CA DOUAI (8e ch. sect. 1), 28 octobre 2010 : RG n° 09/02709

Publication : Jurica

 

Extrait : « Par ailleurs, en matière de crédits utilisables par fractions, l’article L. 311- 9 du Code de la consommation, dans sa rédaction applicable au contrat, dispense le prêteur lors d'un renouvellement du contrat initial de soumettre à l'acceptation de l'emprunteur une nouvelle offre préalable, cette dispense ne s'étend toutefois pas aux nouvelles ouvertures de crédit auxquelles doivent être assimilées toutes modifications du montant du crédit ou du taux du crédit précédemment consenti, lesquelles constituent un nouveau contrat qui doit donc être conclu dans les termes d'une offre préalable répondant aux exigences des dispositions des articles L. 311- 9 -1 et L. 311-10 du même Code ; l'acceptation ne peut être tacite mais doit résulter d'un acte univoque de l'emprunteur.

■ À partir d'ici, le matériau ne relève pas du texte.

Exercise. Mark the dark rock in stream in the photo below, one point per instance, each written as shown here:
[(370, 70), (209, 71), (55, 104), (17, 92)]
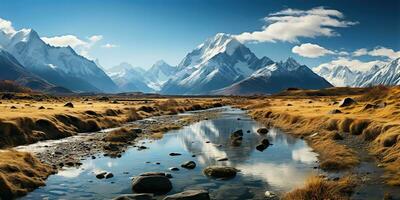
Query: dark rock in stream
[(189, 165), (154, 184), (189, 195), (174, 169), (143, 196)]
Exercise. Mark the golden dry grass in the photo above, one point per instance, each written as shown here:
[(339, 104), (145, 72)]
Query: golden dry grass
[(317, 188), (20, 173), (308, 117), (28, 124)]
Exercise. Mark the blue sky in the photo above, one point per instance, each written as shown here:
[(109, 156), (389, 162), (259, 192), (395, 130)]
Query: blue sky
[(143, 31)]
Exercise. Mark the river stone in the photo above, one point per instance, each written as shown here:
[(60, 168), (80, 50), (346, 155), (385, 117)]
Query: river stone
[(189, 195), (69, 104), (156, 174), (271, 195), (220, 171), (189, 165), (335, 111), (265, 141), (262, 130), (101, 175), (143, 196), (237, 134), (151, 184), (347, 102)]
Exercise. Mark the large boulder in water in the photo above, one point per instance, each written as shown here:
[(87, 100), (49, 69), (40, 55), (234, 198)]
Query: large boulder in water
[(154, 184), (347, 102), (220, 171), (135, 197), (189, 195)]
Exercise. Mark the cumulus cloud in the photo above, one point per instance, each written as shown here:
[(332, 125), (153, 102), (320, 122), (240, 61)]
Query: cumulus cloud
[(82, 46), (64, 41), (291, 24), (353, 64), (378, 51), (311, 50), (6, 26), (109, 46)]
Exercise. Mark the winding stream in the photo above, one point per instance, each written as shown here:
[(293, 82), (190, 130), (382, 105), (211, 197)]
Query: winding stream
[(281, 167)]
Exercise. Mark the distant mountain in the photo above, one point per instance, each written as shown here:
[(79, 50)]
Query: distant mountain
[(339, 76), (11, 69), (60, 66), (129, 78), (388, 74), (158, 74), (275, 78), (217, 63)]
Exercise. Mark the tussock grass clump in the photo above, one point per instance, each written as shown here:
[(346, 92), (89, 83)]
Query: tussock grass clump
[(20, 173), (375, 93), (316, 189), (358, 126)]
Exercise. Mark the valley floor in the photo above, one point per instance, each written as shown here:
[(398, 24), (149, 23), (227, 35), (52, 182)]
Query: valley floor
[(347, 138)]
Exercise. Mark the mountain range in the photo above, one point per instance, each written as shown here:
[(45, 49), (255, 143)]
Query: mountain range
[(220, 65), (60, 66)]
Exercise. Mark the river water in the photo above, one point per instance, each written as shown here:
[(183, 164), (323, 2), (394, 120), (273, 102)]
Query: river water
[(281, 167)]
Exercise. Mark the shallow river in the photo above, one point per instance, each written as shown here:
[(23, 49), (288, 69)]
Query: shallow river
[(281, 167)]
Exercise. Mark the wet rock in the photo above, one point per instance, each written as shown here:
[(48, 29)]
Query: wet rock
[(189, 165), (189, 195), (156, 174), (347, 102), (262, 131), (337, 136), (220, 171), (137, 130), (265, 141), (143, 196), (142, 147), (271, 195), (335, 111), (174, 169), (261, 147), (222, 159), (101, 175), (237, 134), (151, 184), (109, 175), (69, 105)]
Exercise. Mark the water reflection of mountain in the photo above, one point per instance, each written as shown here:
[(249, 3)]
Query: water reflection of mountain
[(218, 132)]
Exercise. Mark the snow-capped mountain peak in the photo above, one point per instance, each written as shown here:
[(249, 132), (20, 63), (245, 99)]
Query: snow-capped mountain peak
[(220, 43)]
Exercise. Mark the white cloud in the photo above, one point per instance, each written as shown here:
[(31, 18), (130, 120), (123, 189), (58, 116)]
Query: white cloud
[(291, 24), (109, 46), (353, 64), (64, 41), (81, 46), (311, 50), (6, 26), (378, 51)]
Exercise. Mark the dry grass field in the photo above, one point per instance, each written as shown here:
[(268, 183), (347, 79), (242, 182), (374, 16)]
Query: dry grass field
[(316, 116), (25, 120), (374, 120)]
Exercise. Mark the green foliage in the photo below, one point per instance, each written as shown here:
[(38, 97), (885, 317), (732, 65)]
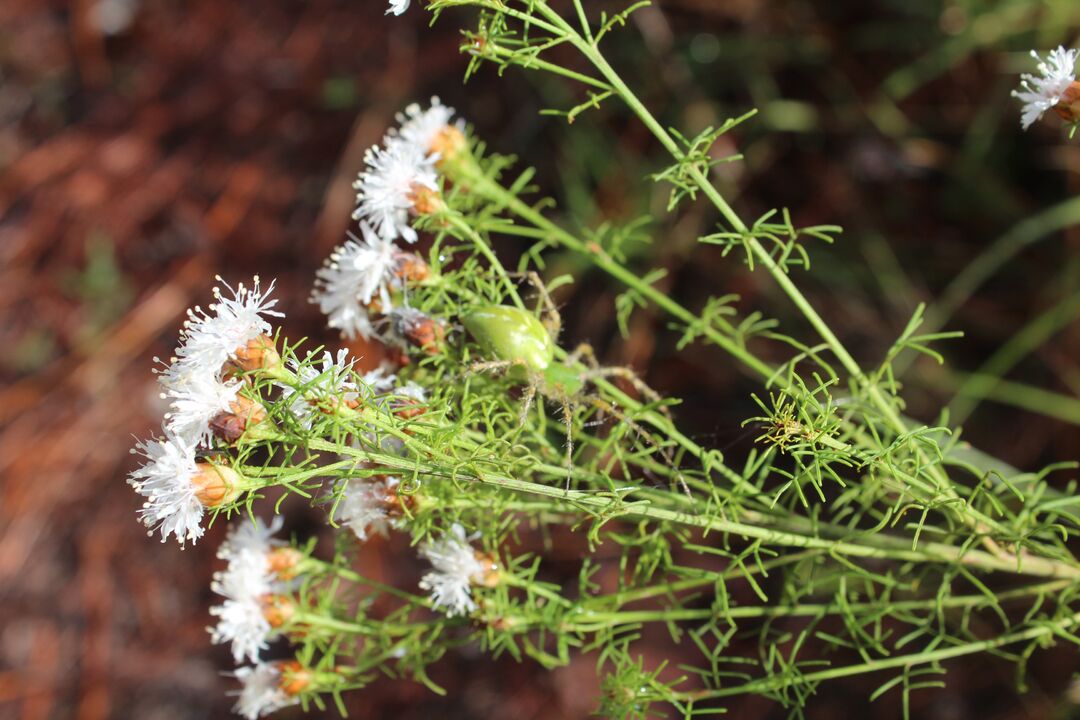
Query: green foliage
[(851, 540)]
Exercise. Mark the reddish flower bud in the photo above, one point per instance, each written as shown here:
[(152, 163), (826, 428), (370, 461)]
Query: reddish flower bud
[(244, 412), (258, 354), (216, 485), (295, 678), (278, 609), (1068, 107)]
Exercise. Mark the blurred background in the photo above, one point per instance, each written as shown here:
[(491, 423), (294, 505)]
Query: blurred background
[(148, 145)]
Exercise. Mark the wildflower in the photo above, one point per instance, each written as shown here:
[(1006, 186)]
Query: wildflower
[(365, 506), (457, 568), (356, 274), (262, 692), (212, 338), (323, 389), (431, 130), (196, 401), (396, 176), (1042, 93), (260, 353), (410, 268), (247, 583), (417, 329), (413, 391), (177, 488), (239, 420)]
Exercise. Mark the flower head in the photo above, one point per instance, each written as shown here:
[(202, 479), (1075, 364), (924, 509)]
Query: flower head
[(324, 386), (176, 488), (456, 569), (196, 399), (213, 336), (397, 175), (261, 692), (426, 128), (365, 505), (245, 584), (356, 274), (1041, 93)]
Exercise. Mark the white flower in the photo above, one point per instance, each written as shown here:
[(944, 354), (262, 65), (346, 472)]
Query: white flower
[(211, 338), (194, 401), (455, 569), (172, 504), (261, 693), (364, 504), (386, 191), (244, 584), (358, 272), (322, 388), (243, 624), (1040, 94), (421, 127)]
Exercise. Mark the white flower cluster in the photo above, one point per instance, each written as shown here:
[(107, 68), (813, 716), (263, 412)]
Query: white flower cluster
[(246, 583), (361, 276), (456, 570), (1042, 92), (260, 693), (198, 390), (365, 506)]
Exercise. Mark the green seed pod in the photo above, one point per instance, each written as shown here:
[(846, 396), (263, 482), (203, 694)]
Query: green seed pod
[(512, 335)]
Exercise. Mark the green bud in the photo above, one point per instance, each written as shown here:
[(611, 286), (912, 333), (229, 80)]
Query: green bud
[(512, 335)]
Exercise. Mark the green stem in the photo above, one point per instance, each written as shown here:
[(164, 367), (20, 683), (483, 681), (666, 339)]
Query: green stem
[(604, 505), (591, 620), (773, 683), (467, 232)]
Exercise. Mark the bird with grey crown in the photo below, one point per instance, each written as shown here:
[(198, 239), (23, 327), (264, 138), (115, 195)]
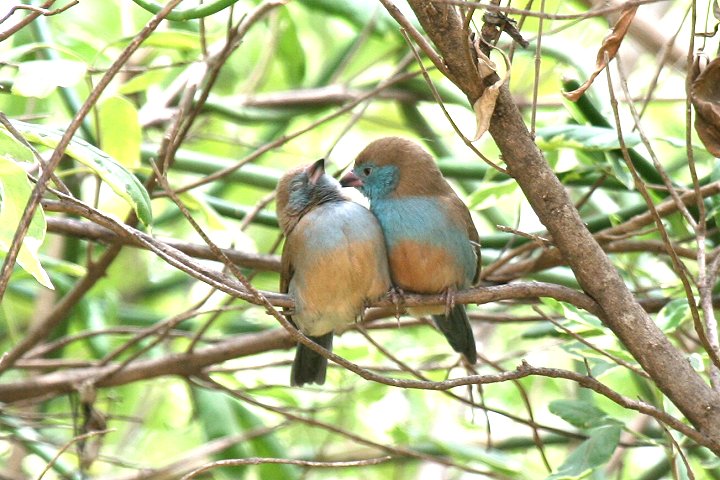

2.2. Enfin, il convient de rappeler qu'aux termes des dispositions de l’article L. 132 -1 du Code de la consommation, est réputée non écrite comme étant abusive une clause qui a pour objet ou pour effet de créer au détriment du non professionnel ou du consommateur un déséquilibre significatif entre les droits et des obligations des parties au contrat. À cet égard une clause contractuelle qui dispense le prêteur d'une nouvelle offre préalable lors d'augmentations du crédit initial, qui interviendraient donc sans acceptation préalable de l'emprunteur mais également sans possibilité pour celui-ci de se rétracter, crée un déséquilibre significatif entre les droits et les obligations des parties au contrat et doivent être réputées non écrites. »

 

COUR D’APPEL DE DOUAI

HUITIÈME CHAMBRE PREMIÈRE SECTION

ARRÊT DU 28 OCTOBRE 2010

 

ÉLÉMENTS D’IDENTIFICATION DE LA DÉCISION          (N.B. : Mention ne figurant pas sur l’original)

R.G. n° 09/02709. Jugement (n° 08/1292) rendu le 4 mars 2009 par le Tribunal d'Instance de DUNKERQUE.

 

APPELANTE :

Madame Y. épouse X.,

née le [date] à [ville], demeurant : [adresse], représentée par la SCP CARLIER-REGNIER, avoués à la Cour, assistée de Maître Marie-Agnès LESTOILLE, avocat au barreau de DUNKERQUE

 

INTIMÉE :

SA BANQUE ACCORD,

prise en la personne de ses représentants légaux, domiciliés en cette qualité audit siège, ayant son siège social : [adresse], représentée par la SCP THERY-LAURENT, avoués à la Cour, assistée de Maître PLANCKEEL, avocat au barreau de DUNKERQUE

 

DÉBATS : A l'audience publique du 8 septembre 2010 tenue par Catherine PAOLI magistrat chargé d'instruire l'affaire qui a entendu seul les plaidoiries, les conseils des parties ne s'y étant pas opposés et qui en a rendu compte à la Cour dans son délibéré (article 786 du Code de Procédure Civile).

Les parties ont été avisées à l'issue des débats que l'arrêt serait prononcé par sa mise à disposition au greffe.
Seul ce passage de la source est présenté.